Hi All,
My system is getting crashed when service is being stopped, Details of
the crash is given below:
Break due to KeBugCheckEx (Unhandeled Kernel Mode Exception)
Error = C4 (DRIVER_VERIFIER_DETECTED_VIOLATION)
P1 = 62, P2 = 8A1DDE18, P3 = 8A1DDDC0, P4 = 2
Stack Trace:
ntoskrnl!KeDeregisterBugCheckCallback + 055B
ntoskrnl!RtlCompressBuffer + 4572
ntoskrnl!PAGE + 000A2836
ntoskrnl!RtlPreixString + 138D
ntoskrnl!ObReferenceObjectByHandle + 0388
ntoskrnl!KeQuerySystemTime + 0081
ntoskrnl!RtlPreixString + 1C43
ntoskrnl!NtSetVolumeInformationFile + 229A
ntoskrnl!DbgBerakPointWithStatus + 0DAD
ntoskrnl!ZwOnloadDriver + 0011
ntoskrnl!NtSetVolumeInformationFile + 229A
Now what could be the possible reason of this crash as help for the above
kebugcheck code C4 with P1 = 6 is not available.

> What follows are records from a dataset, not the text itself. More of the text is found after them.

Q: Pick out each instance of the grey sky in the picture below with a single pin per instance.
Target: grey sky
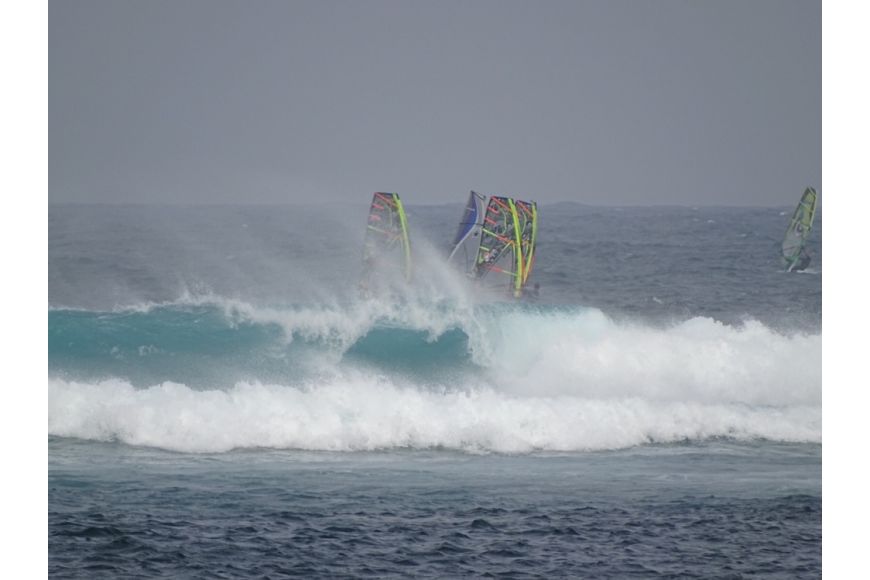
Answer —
(598, 101)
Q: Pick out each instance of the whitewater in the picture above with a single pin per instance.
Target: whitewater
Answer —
(666, 386)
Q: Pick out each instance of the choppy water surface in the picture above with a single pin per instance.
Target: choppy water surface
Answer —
(221, 404)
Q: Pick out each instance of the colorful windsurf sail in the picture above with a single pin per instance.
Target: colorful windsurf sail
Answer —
(467, 238)
(527, 215)
(499, 255)
(387, 248)
(794, 254)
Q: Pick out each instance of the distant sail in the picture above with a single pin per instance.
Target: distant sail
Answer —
(527, 213)
(499, 256)
(794, 254)
(387, 249)
(467, 239)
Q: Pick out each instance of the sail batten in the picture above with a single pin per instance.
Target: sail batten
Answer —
(387, 247)
(794, 254)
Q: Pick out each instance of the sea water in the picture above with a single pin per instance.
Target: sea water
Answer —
(222, 403)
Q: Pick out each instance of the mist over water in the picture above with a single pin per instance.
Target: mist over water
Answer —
(234, 337)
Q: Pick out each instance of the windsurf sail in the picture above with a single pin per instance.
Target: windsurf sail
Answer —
(467, 238)
(387, 248)
(527, 214)
(499, 255)
(794, 253)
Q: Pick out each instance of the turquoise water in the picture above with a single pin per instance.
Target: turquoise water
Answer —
(221, 403)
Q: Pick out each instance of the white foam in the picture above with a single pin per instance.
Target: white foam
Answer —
(354, 413)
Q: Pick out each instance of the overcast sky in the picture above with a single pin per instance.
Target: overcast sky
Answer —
(611, 102)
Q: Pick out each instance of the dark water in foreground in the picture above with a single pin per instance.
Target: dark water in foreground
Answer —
(712, 510)
(221, 403)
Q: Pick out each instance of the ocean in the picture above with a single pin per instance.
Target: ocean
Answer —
(223, 404)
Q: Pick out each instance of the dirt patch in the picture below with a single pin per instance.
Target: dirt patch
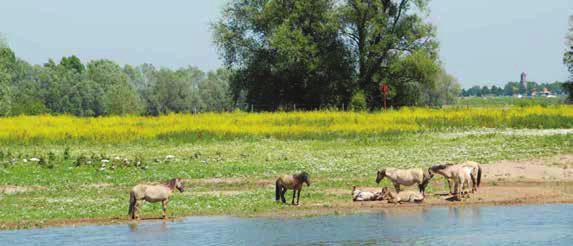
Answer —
(506, 194)
(554, 169)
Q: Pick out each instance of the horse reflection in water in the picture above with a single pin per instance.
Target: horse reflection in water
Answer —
(148, 230)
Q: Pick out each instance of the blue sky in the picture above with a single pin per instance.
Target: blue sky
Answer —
(482, 42)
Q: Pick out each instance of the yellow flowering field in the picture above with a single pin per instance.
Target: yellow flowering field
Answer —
(284, 125)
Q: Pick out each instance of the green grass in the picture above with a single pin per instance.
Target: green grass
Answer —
(508, 101)
(60, 190)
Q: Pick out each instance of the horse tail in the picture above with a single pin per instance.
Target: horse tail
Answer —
(479, 175)
(132, 201)
(277, 190)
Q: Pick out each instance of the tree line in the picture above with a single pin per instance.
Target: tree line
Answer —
(568, 59)
(515, 88)
(316, 53)
(102, 87)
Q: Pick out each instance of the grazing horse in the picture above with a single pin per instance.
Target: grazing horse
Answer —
(152, 193)
(447, 170)
(293, 182)
(406, 177)
(401, 197)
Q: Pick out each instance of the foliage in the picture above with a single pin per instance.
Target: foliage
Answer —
(568, 59)
(358, 101)
(513, 88)
(285, 52)
(102, 87)
(388, 38)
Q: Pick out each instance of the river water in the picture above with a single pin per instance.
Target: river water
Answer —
(493, 225)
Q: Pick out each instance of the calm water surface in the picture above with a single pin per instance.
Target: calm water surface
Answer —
(512, 225)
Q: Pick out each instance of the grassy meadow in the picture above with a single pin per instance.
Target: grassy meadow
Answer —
(51, 167)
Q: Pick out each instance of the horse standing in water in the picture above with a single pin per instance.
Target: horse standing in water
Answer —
(293, 182)
(406, 177)
(152, 193)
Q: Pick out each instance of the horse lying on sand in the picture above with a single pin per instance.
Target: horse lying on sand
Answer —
(447, 170)
(152, 193)
(361, 196)
(293, 182)
(401, 197)
(406, 177)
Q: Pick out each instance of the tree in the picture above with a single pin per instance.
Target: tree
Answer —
(285, 52)
(171, 92)
(7, 70)
(119, 96)
(384, 33)
(568, 60)
(214, 91)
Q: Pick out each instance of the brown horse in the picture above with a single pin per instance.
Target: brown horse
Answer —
(293, 182)
(152, 193)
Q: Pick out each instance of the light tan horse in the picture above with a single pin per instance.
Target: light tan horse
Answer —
(462, 175)
(447, 170)
(401, 197)
(293, 182)
(152, 193)
(406, 177)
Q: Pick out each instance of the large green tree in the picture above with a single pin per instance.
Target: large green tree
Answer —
(285, 52)
(387, 38)
(7, 71)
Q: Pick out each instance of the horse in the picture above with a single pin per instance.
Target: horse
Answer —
(293, 182)
(153, 193)
(462, 175)
(446, 170)
(401, 197)
(406, 177)
(361, 196)
(475, 174)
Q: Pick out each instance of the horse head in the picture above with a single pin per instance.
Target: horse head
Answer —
(429, 174)
(176, 184)
(380, 175)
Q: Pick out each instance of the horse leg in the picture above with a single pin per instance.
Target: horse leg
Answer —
(136, 210)
(283, 195)
(474, 184)
(450, 186)
(164, 208)
(397, 187)
(456, 188)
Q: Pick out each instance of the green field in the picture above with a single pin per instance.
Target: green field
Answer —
(234, 177)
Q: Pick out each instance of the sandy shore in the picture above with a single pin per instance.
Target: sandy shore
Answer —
(538, 181)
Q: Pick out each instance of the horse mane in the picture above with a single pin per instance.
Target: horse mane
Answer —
(172, 183)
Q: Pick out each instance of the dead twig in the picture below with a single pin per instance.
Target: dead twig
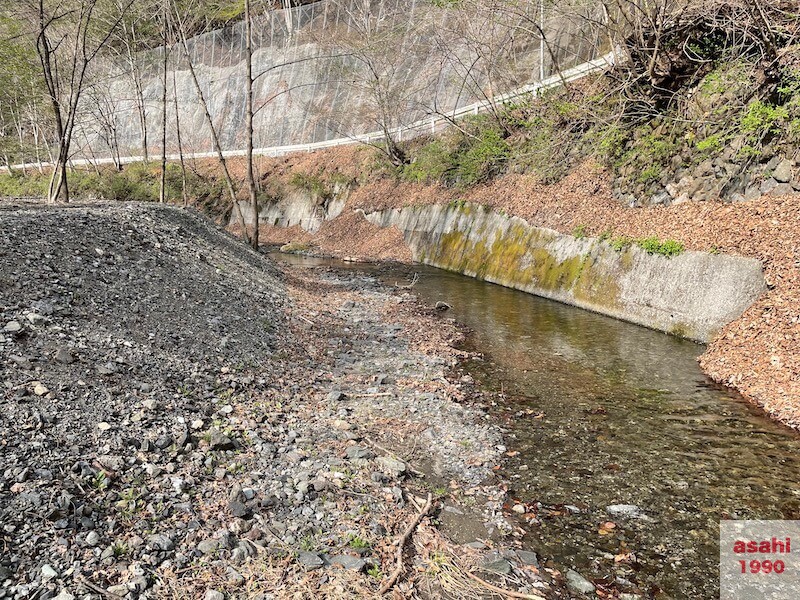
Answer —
(376, 445)
(499, 590)
(401, 542)
(414, 281)
(97, 589)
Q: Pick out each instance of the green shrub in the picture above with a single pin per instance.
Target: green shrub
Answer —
(668, 248)
(483, 159)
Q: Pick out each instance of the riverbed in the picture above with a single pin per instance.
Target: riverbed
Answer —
(623, 455)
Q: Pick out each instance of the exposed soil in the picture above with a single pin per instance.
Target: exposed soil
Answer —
(180, 418)
(756, 354)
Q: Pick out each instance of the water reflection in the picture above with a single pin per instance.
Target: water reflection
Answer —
(604, 413)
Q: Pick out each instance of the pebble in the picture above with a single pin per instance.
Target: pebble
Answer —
(310, 560)
(578, 583)
(63, 356)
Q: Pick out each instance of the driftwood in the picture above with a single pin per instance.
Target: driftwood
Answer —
(401, 542)
(501, 591)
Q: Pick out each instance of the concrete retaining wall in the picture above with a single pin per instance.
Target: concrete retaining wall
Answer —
(691, 295)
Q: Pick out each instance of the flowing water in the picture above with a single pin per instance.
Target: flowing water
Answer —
(606, 413)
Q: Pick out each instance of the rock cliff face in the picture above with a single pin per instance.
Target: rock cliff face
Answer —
(312, 82)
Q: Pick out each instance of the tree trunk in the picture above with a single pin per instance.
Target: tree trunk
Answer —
(162, 193)
(251, 180)
(214, 137)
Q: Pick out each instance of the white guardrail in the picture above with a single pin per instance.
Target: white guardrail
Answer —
(427, 125)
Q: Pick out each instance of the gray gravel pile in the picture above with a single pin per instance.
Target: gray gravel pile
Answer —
(166, 411)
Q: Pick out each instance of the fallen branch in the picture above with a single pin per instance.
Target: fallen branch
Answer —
(97, 589)
(401, 542)
(413, 471)
(414, 281)
(499, 590)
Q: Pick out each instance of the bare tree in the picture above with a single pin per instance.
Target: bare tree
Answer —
(68, 37)
(181, 29)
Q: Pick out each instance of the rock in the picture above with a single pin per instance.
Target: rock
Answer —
(220, 441)
(392, 465)
(528, 558)
(351, 563)
(359, 452)
(12, 327)
(310, 560)
(238, 509)
(120, 590)
(21, 362)
(233, 577)
(500, 565)
(48, 573)
(92, 538)
(108, 368)
(209, 546)
(630, 511)
(577, 583)
(63, 356)
(783, 172)
(161, 541)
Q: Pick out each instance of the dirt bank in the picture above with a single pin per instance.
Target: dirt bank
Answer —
(181, 418)
(756, 354)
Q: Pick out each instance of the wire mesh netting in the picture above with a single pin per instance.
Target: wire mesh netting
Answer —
(335, 69)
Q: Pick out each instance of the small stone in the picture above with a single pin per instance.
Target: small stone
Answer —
(238, 509)
(12, 327)
(63, 356)
(310, 560)
(783, 172)
(630, 511)
(209, 546)
(358, 452)
(350, 563)
(220, 441)
(528, 558)
(392, 465)
(119, 590)
(501, 566)
(48, 573)
(578, 583)
(233, 577)
(92, 538)
(107, 369)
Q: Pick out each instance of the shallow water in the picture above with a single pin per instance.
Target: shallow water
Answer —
(603, 412)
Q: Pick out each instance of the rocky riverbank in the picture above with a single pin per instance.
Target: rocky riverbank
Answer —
(181, 418)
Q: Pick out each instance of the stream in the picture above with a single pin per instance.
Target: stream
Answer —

Moreover stack also don’t point out to my driver.
Regards,
Arvind.
You seem to have typed in the debug information rather than copy/paste and
you have quite a few typos.
You have hit a driver verifier detected bug - offhand I;m guessing that it
is an IRQL violation of some sort. Try !verifier in windbg, and use !analyze
-v as well. Unhandled exceptions do not directly produce a valid stack
trace, instead you have to convince the debugger to reset its stack from the
exception source rather than the exception handler. See the documentation
help file for windbg: DRIVER_VERIFIER_DETECTED_VIOLATION. Also I think we
may have discussed the undocumented verifier P1=62 bug here recently, so
search this list. To get a valid stack trace you need the exception record
and the context record.
=====================
Mark Roddy DDK MVP
Windows 2003/XP/2000 Consulting
Hollis Technology Solutions 603-321-1032
www.hollistech.com
-----Original Message-----
From: xxxxx@lists.osr.com
[mailto:xxxxx@lists.osr.com] On Behalf Of Arvind
Sent: Wednesday, November 23, 2005 6:19 AM
To: Windows System Software Devs Interest List
Subject: [ntdev] What could be the reason of crash?
Hi All,
My system is getting crashed when service is being
stopped, Details of the crash is given below:
Break due to KeBugCheckEx (Unhandeled Kernel Mode Exception)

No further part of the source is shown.